The group held their first Run Across Haiti in 2015, and it has since become the organization’s biggest fundraiser. Tassy was one of seven people to complete the initial run. Now a student at LaRoche College in Pittsburgh, Tassy joined the cross-country team to train for the run.

“It gave him a chance to see his country very intimately for the first time,” says Team Tassy Executive Director, Vivien Luk, of Tassy’s run. “The experience made him proud to be Haitian. We want to show that this isn’t a place to be scared of or pitied.”

According to Rosenberger, what makes the experience so unique and impactful is being on the ground and experiencing Haiti by foot, at six miles per hour.

“You take your vulnerability and set it against the noise, and smell and heat and poverty of Haiti, and you are able to experience it in a way that is completely unique,” says Rosenberger, who developed the idea for Run Across Haiti while running the Sahara Race in Namibia. “Prejudice and stereotypes are all stripped away, and you’re forced to confront what you thought about a place and the people who live there with what you now know about them. It’s intense, and beautiful and really effing scary.”

Seven out of 20 runners on the 2016 Run Across Haiti covered all the miles.

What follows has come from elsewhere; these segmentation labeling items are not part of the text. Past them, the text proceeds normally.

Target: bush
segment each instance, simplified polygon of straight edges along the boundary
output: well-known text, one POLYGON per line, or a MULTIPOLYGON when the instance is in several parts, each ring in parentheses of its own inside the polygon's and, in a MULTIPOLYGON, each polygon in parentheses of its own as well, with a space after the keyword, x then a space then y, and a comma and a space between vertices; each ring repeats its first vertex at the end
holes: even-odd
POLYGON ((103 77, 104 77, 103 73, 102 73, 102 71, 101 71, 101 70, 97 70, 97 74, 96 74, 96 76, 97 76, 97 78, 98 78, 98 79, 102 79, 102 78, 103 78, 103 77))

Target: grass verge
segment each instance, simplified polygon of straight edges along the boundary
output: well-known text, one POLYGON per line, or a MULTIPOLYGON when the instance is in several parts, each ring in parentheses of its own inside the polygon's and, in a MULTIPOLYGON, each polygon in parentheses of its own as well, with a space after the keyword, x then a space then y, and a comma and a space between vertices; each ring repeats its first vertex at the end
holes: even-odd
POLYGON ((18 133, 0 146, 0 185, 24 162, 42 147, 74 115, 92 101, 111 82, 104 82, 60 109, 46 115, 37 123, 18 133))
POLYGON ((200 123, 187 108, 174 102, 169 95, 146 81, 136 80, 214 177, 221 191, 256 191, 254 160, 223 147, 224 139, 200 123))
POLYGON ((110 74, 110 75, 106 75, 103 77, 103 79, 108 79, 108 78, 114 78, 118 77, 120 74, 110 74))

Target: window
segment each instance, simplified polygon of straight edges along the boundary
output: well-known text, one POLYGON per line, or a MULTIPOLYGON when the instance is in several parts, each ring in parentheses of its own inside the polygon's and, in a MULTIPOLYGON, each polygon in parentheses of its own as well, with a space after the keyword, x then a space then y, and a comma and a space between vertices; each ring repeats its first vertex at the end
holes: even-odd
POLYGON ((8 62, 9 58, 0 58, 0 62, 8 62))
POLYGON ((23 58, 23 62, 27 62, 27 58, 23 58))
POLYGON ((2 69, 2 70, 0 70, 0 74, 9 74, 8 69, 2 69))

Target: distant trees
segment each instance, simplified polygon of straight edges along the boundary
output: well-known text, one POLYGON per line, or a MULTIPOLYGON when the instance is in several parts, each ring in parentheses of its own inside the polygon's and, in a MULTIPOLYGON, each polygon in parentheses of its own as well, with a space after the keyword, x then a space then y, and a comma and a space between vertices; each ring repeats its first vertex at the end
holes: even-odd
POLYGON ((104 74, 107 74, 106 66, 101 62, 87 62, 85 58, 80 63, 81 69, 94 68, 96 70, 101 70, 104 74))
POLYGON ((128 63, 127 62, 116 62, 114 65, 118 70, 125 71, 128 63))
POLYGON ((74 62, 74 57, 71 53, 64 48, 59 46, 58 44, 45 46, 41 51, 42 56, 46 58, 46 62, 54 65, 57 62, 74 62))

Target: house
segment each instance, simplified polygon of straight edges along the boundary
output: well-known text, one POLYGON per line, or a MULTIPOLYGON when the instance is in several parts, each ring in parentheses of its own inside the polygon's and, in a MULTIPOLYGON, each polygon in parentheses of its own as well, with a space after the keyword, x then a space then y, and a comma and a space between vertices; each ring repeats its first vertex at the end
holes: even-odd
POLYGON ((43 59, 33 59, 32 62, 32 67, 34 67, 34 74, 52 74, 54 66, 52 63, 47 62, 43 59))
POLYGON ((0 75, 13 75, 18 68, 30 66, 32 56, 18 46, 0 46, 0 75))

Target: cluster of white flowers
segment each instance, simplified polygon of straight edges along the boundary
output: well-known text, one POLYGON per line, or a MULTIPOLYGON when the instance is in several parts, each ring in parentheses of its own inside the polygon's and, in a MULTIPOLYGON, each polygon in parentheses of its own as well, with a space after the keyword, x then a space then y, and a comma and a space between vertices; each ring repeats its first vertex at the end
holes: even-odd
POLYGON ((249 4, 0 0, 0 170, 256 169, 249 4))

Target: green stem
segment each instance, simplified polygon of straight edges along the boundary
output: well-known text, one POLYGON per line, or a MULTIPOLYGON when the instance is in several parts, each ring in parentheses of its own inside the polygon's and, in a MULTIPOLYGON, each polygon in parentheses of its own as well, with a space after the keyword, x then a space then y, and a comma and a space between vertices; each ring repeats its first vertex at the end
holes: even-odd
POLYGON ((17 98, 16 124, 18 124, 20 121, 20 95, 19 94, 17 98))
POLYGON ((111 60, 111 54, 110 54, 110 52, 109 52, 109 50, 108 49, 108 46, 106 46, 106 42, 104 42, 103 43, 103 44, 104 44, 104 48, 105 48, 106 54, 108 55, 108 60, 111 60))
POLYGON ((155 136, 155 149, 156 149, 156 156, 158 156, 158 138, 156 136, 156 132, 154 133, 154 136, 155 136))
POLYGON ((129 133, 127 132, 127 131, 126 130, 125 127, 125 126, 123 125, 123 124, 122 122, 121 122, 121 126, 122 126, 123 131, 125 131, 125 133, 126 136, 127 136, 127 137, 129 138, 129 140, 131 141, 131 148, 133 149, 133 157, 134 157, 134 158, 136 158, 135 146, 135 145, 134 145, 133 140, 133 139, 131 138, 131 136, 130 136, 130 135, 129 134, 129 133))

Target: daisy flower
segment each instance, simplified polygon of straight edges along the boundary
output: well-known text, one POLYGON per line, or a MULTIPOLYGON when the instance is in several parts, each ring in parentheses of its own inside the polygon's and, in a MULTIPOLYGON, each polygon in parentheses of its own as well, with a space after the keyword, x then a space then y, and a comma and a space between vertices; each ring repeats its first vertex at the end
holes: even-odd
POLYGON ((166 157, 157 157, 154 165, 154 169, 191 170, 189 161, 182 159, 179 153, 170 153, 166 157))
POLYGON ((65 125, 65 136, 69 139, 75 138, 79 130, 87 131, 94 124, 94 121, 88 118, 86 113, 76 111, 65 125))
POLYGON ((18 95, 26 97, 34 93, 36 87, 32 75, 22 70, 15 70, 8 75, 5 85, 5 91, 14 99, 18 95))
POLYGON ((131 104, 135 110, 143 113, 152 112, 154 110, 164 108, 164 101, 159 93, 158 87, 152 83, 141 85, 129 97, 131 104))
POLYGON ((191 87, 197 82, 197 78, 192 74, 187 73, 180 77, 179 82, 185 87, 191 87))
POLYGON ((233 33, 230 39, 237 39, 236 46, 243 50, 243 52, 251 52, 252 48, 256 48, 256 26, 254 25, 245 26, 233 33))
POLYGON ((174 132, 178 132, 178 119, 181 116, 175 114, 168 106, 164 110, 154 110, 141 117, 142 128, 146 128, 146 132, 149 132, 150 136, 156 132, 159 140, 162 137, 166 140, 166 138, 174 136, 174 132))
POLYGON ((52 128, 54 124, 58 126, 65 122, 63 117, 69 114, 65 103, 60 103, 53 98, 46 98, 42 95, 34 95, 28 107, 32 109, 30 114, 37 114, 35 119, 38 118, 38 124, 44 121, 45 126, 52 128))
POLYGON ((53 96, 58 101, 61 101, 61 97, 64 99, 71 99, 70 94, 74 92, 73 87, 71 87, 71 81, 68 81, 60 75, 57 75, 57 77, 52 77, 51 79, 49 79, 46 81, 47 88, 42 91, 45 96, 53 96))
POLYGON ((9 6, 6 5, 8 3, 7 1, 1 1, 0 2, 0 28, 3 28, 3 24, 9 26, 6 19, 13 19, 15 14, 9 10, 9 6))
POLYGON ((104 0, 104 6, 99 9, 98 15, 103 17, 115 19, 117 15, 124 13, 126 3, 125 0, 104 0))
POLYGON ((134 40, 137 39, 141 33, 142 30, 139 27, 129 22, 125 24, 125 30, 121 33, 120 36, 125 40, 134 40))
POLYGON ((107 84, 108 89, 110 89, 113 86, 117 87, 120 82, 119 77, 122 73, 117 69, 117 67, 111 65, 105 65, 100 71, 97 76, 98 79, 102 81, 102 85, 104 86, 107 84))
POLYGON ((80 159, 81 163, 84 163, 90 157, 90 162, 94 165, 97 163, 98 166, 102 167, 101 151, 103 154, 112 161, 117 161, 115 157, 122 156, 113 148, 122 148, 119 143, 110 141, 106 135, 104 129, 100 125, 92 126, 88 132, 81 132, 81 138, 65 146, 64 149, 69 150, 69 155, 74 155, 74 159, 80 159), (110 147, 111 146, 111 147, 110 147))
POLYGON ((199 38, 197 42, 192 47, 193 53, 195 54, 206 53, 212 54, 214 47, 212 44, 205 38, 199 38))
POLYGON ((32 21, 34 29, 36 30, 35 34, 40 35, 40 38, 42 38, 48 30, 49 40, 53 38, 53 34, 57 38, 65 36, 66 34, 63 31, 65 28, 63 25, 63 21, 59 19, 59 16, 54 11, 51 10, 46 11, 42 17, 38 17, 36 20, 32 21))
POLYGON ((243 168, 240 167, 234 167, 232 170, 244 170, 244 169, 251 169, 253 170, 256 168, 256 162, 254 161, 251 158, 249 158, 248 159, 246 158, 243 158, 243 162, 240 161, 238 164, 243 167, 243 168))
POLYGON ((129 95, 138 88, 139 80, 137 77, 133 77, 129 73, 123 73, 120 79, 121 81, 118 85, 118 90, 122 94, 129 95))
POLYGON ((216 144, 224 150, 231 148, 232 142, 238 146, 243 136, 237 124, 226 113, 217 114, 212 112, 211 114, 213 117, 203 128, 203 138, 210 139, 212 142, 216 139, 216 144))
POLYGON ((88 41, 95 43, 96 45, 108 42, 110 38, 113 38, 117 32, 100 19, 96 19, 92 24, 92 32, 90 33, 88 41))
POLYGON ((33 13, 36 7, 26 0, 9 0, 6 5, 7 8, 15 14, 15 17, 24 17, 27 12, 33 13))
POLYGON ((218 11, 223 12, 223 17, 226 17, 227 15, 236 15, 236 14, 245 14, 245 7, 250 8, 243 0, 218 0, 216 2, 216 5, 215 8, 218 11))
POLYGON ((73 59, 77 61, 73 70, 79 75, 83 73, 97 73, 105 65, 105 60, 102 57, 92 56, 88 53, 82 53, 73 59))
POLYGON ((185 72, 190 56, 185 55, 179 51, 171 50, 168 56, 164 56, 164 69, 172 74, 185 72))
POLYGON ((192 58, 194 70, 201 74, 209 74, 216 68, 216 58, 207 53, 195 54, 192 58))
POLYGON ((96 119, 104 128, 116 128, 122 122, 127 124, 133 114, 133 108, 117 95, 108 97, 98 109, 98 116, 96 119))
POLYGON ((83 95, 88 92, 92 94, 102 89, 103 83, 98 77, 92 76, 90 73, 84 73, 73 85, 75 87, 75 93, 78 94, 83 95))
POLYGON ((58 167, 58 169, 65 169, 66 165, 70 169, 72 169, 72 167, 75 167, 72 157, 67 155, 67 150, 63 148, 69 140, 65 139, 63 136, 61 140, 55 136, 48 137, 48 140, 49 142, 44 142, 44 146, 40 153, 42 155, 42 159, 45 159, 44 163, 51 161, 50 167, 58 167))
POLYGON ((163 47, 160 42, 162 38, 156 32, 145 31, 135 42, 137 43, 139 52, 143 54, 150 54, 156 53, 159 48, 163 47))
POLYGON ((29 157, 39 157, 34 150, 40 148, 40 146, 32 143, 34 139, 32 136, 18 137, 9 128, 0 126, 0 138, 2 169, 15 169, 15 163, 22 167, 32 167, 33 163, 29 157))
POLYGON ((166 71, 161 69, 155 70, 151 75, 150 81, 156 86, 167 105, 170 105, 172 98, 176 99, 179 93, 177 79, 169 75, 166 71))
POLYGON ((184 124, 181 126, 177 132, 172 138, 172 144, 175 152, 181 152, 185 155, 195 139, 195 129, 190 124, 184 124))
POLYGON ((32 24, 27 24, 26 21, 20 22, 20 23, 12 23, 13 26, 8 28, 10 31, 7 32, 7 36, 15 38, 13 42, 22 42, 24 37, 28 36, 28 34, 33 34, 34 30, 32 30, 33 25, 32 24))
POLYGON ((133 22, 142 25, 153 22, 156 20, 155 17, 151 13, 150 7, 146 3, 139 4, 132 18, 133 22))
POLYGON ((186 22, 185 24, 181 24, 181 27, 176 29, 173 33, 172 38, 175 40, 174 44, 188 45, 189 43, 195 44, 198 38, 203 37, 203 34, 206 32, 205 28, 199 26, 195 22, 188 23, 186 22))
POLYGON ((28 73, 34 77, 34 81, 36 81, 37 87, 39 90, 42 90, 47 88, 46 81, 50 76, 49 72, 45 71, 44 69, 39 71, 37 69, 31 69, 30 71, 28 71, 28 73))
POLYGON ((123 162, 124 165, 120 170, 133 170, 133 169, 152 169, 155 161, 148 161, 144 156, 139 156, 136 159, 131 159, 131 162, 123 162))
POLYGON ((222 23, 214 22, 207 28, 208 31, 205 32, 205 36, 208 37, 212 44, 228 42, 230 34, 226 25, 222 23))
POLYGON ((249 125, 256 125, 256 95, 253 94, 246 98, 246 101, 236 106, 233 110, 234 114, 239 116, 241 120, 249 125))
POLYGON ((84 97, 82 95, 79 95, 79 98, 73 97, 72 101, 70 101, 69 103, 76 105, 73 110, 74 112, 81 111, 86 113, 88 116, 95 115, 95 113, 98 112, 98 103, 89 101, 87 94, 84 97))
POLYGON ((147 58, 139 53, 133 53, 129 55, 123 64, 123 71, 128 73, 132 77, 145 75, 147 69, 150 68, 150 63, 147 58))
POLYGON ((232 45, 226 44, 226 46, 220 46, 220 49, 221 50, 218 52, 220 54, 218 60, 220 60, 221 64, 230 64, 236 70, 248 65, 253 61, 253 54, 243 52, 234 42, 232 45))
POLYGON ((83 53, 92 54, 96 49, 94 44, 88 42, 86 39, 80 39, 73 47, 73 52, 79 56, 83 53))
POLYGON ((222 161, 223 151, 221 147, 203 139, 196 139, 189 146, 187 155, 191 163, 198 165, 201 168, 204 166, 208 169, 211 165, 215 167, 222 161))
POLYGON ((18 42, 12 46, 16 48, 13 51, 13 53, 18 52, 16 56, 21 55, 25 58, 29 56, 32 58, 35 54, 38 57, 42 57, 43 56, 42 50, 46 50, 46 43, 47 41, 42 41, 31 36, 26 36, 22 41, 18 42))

As shown in the film, many became ill, overcome with exhaustion and overwhelmed in general. Hillary Allen, a fellow ultrarunner for The North Face with Karnazes, was one of the athletes who fell ill.

“People are reduced to nothing in Haiti, survival is their concern. Yet, they remain joyful, strong and resilient,” says Allen who battled not only being sick, but also the daily mental struggle of feeling as though what she was doing was trivial in comparison to what Haitians endure. “All that being said, the run allowed me to contribute and help, albeit in a small way. I want to use running as a means to help others, even if it is to bring awareness to distant communities.”

According to Karnazes, everyone in their group shared similar mental and physical struggles, making the collective experience all the more powerful.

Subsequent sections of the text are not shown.